To get there, I meandered along Regent Street, sans kids, and found myself stopping not just to peer at leisure into shop windows, but to take photos – something I wouldn’t have dreamt of doing 15 years ago, when I used to charge along this famous street at a furious pace, my eyes fixed firmly on the pavement, to get to work. (“Look up”, I now always say to friends visiting London – I missed so much by hurrying.)
This time, looking up was never in any doubt. The street is bedecked with flags, row upon row of them draped the whole way along the road. Fluttering above the hustle and bustle of the throngs of shoppers.
I think anyone who has seen London on the TV over the past two weeks will agree: the city looked wonderful. It’s like they sacked the team that went round dabbing at monuments with a jade cloth and hired the world’s best stylists to preen the capital and fluff up the parks.In place of the mildly pushy people you so often come across in London, we’ve seen thousands of volunteers on the streets, who worked so hard for the duration of the Olympics and won it the accolade of The Friendly Games.
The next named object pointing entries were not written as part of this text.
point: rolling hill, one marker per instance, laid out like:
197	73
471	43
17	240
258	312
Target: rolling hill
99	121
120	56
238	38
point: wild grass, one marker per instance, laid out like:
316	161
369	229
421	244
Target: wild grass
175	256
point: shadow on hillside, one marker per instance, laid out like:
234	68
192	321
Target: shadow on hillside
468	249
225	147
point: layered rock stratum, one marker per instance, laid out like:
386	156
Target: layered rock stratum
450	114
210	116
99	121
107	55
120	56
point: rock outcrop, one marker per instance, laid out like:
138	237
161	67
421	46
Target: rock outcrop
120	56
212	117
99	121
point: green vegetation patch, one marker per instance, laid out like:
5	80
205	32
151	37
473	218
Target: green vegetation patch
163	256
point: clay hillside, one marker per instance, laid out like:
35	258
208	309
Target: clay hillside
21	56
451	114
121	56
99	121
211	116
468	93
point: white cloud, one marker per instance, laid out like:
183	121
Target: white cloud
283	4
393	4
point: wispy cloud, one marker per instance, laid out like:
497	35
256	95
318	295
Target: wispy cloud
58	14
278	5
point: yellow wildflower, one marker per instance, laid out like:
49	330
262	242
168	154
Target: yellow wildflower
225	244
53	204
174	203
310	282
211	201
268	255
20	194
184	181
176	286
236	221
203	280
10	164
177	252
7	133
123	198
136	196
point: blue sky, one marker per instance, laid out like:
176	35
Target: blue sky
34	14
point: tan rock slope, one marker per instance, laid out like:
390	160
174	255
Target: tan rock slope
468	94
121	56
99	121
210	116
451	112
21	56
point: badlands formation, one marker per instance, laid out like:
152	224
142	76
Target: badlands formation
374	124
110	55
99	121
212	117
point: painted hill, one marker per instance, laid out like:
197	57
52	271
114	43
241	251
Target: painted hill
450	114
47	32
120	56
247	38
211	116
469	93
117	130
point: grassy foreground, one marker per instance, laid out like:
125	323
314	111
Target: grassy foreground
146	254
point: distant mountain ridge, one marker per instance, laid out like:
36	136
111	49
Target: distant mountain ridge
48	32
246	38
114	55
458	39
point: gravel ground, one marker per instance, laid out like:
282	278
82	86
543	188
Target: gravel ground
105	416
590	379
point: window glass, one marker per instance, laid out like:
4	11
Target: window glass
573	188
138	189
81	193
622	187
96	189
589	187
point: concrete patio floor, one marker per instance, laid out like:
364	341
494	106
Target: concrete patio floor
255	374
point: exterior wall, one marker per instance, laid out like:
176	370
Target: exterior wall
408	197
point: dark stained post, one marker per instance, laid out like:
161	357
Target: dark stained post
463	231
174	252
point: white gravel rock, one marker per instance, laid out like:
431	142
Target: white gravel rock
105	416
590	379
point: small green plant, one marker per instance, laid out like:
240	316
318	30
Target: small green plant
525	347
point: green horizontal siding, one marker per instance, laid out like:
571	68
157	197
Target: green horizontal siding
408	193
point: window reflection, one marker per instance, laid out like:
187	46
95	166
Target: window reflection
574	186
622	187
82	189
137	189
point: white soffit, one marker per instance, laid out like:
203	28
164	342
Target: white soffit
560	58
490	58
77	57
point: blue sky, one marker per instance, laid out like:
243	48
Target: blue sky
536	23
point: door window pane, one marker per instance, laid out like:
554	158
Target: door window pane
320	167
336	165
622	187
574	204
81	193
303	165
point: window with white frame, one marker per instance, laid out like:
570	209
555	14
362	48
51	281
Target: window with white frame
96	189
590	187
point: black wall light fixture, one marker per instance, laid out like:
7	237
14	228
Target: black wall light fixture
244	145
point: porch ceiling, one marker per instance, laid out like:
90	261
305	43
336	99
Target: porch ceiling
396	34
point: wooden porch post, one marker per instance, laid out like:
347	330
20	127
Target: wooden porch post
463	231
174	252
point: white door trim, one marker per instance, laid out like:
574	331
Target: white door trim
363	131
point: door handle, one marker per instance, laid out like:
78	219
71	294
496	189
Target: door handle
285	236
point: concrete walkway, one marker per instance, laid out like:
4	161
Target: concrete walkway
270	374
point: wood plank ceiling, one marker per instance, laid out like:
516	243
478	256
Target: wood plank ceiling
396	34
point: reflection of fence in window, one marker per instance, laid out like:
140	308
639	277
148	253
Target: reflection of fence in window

So marked was the shift in the usually reserved national mood that the impossible was achieved: Londoners even started talking to one another on the tube.
All so different from a year ago, when we watched teenagers forming queues to pillage clothes shops and DH and I sat in a pub and wondered if rioters might actually burst in.
Who would have guessed the weather would even co-operate: after the wettest period since Noah’s Ark, the sun shone – and London is now, rightly so, basking in the golden glow of its two-week success story.